さて、今1個の素粒子が分裂して電子2個になったとします。素粒子は「スピン」という量をもちます。古典物理学ではこれは右回り、左回りの回転の勢い(角運動量)にあたります。角運動量については角運動量保存則というのがあります。それによると、最初の素粒子が回転していなかった場合、分裂した一方の電子が右回りなら残りの電子は左回りでなければなりません。十分時間が経って2個の電子は100光年(光の速さで100年の距離)くらい離れたとしましょう。スピンもさっきの位置の話と同じで、観測するまでは左回りか右回りかは言わば混ざった状態、50%ずつです。ここで一方の電子のスピンを測定します。例えば右回りに決まるわけですが、この瞬間、100光年離れた電子もどっち回りか確定するのです。左回り、右回りが混ざった状態だったのが、いきなり「バシッ!」と左回りに決まるということです。100光年離れたところで電子の角運動量の観測を行ったことにより、もう一方の電子の状態がいきなり変化するわけです。

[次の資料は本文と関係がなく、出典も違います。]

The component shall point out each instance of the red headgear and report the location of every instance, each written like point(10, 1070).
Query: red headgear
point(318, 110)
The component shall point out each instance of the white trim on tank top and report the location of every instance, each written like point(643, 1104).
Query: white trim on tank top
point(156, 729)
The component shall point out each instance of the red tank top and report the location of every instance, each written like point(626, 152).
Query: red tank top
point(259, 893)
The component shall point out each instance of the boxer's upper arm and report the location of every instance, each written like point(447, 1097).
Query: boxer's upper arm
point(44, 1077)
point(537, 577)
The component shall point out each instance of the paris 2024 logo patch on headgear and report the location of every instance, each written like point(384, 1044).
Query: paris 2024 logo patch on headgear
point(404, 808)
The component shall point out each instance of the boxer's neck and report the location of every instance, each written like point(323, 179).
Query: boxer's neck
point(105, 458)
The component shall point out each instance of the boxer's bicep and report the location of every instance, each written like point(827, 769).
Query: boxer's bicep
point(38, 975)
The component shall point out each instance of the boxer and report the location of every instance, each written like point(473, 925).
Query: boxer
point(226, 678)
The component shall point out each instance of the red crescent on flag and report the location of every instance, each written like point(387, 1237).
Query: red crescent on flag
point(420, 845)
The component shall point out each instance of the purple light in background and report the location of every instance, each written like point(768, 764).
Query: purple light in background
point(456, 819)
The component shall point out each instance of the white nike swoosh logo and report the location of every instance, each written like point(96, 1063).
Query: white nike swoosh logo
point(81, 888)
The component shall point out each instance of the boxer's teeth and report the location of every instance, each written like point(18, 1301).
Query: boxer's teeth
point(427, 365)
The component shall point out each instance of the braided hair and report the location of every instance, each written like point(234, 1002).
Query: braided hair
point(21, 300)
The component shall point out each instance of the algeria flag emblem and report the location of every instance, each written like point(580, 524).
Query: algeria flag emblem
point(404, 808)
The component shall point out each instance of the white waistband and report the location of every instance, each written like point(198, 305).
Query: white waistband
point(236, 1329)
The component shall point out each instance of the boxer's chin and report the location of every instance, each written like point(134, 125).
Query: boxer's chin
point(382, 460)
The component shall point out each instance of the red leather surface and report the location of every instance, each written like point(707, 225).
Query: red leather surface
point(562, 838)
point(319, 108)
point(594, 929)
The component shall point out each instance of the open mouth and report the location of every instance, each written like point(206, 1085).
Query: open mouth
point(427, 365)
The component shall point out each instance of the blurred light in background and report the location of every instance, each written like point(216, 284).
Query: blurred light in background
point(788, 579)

アインシュタイン量子力学の考え方に納得していませんでした。「こういう話、どう考えればいいのか説明せよ」と迫ったのです。確かにおかしい気はします。一緒に生まれた電子はどんなに離れても深ーいつながりがあるのです。距離を超えて2つの電子をつなぐ情報の伝達ルートがある、宇宙はそういうつくりなのである、とでも考えないと理解できません。EPR効果(EPRパラドックス。E、P、Rはアインシュタインポドルスキー、ローゼンの頭文字)と呼ばれ、今では事実であると分かっているそうです。何をどうしたらこれが事実だと分かるのか、理屈を勉強してみたいです。